Hassam Ullah Sheikh,Ladislau Bölöni
DOI: https://doi.org/10.48550/arXiv.2003.10598
2020-03-24
Abstract:Many cooperative multi-agent problems require agents to learn individual tasks while contributing to the collective success of the group. This is a challenging task for current state-of-the-art multi-agent reinforcement algorithms that are designed to either maximize the global reward of the team or the individual local rewards. The problem is exacerbated when either of the rewards is sparse leading to unstable learning. To address this problem, we present Decomposed Multi-Agent Deep Deterministic Policy Gradient (DE-MADDPG): a novel cooperative multi-agent reinforcement learning framework that simultaneously learns to maximize the global and local rewards. We evaluate our solution on the challenging defensive escort team problem and show that our solution achieves a significantly better and more stable performance than the direct adaptation of the MADDPG algorithm.
Multiagent Systems,Artificial Intelligence,Machine Learning
What problem does this paper attempt to address?

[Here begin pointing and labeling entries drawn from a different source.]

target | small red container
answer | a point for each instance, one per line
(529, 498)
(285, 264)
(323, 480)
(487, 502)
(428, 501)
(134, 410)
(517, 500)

The problem that this paper attempts to solve is how, in multi - agent reinforcement learning, agents can contribute to the overall success of the team while learning individual tasks. Currently, the state - of - the - art multi - agent reinforcement learning algorithm designs are either to maximize the overall reward of the team or to maximize the individual local rewards. When either of the reward signals is sparse, it will lead to unstable learning. To solve this problem, the authors propose Decomposed Multi - Agent Deep Deterministic Policy Gradient (DE - MADDPG): a novel cooperative multi - agent reinforcement learning framework that can simultaneously learn to maximize global and local rewards. Specifically, the paper points out that in cooperative multi - agent problems, each agent needs to strive to maximize its own gain (local reward) and the collective success of the team (global reward) simultaneously. For example, in a defense escort team, each agent must maintain a specific distance from the goods to avoid violating any social norms while not sacrificing the safety of the goods. Although multi - agent reinforcement learning (MARL) has been successful in multi - player games, learning multi - agent cooperation while simultaneously maximizing local rewards remains an open challenge. In such learning problems, agents explicitly receive two reward signals: the global reward of the team and the individual local reward of the agent. To address these challenges, the paper proposes a dual - critic framework (DE - MADDPG). By training two critics to evaluate the global reward and the local reward respectively, it avoids the need to create an entangled multi - objective reward function. This method not only improves the stability of learning but also allows the application of performance - enhancing techniques, such as Prioritized Experience Replay (PER) and Twin Delayed Deep Deterministic Policy Gradient (TD3), to solve the over - estimation bias problem in the Q - function. Experimental results show that DE - MADDPG significantly outperforms the performance of directly adapting the MADDPG algorithm on the defense escort team problem and is more stable.